Selasa, 03 Juni 2014 – 07:16 WIB

jpnn.com - BANGKOK - Junta militer yang kini berkuasa di Thailand, tampaknya, sangat menyadari bahwa mereka harus berfokus pada pengembangan ekonomi. Kemarin (2/6) mereka merilis program pembangunan ekonomi.

 

Dalam pernyataan yang ditandatangani KSAU Thailand Marsekal Prajin Juntong, militer telah melakukan pembicaraan dengan sejumlah direktur BUMN Thailand.

BACA JUGA: Juan Carlos Terbelit Banyak Skandal

"Kami telah mendaftar sejumlah proyek infrastruktur yang tidak bisa ditunda. Kami akan menyerahkan daftar ekonomi ini ke Jenderal Prayuth (Jenderal Prayuth Chan-ocha, pemimpin junta militer, Red) untuk diperiksa lebih lanjut," katanya.

BACA JUGA: Bajak Laut Meningkat di Perairan Asia Tenggara

Total nilai proyek yang masuk dalam daftar tersebut mencapai BT (baht Thailand) 346,9 miliar (Rp 124 triliun). Antara lain, proyek pengembangan Bandara Svarnabhumi, pembangunan rel kereta, dan proyek di bidang energi. Hanya, dalam rilisnya, Prajin menyatakan harus berkonsultasi dulu untuk menyesuaikan dengan APBN Thailand.

Perekonomian Thailand memang tengah terpuruk. Selain jeblok karena subsidi pembelian beras (yang ditetapkan pemerintah 76 persen dari harga pasar), tingkat inflasi telah meningkat sampai 1,75 persen dalam sebulan terakhir sebagaimana dikutip media lokal Thailand dari Kementerian Perdagangan.

BACA JUGA: Pemerintah Belum Berencana Evakuasi WNI di Thailand

Belum lagi, sektor pariwisata yang menjadi primadona terpuruk lantaran demonstrasi berkepanjangan hingga 9 bulan yang dilanjutkan dengan kudeta militer.

Dari pantauan Jawa Pos, sekilas situasi kehidupan sehari-hari di Bangkok berjalan normal. Terjadi kemacetan panjang seperti hari-hari sebelumnya. Aktivitas perdagangan masyarakat pun berjalan seperti biasa.

Tidak ada blokade jalan sebagaimana akhir pekan lalu. Semua angkutan umum juga berjalan. Semua objek wisata terkenal Thailand seperti Wat Arun, pusat grosir MBK, Pasar Catuchak, serta Pasar Pratunam juga masih ramai.

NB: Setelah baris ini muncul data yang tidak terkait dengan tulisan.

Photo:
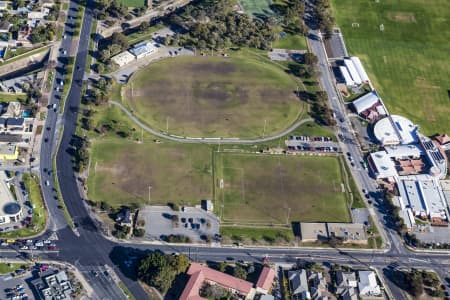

Jam malam yang diberlakukan pukul 24.00"04.00 pun tidak begitu berarti. Sejumlah pusat hiburan malam seperti di kawasan Sukhumvit masih buka. Namun, pengunjung memang lebih sedikit. Lalu lintas di tempat yang menjadi pusat demonstrasi, Monumen Victory, juga lancar. Pasukan militer-polisi memang masih terlihat berjaga. Namun, tidak terlihat seorang pun yang berunjuk rasa.

Dari berita yang beredar di media sosial, memang tidak ada agenda unjuk rasa hingga Sabtu-Minggu mendatang. Juga, tidak ada seruan flash mob politik sebagaimana yang terjadi pada Minggu (1/6). Media sosial memang menjadi sarana baru untuk menyampaikan agenda unjuk rasa.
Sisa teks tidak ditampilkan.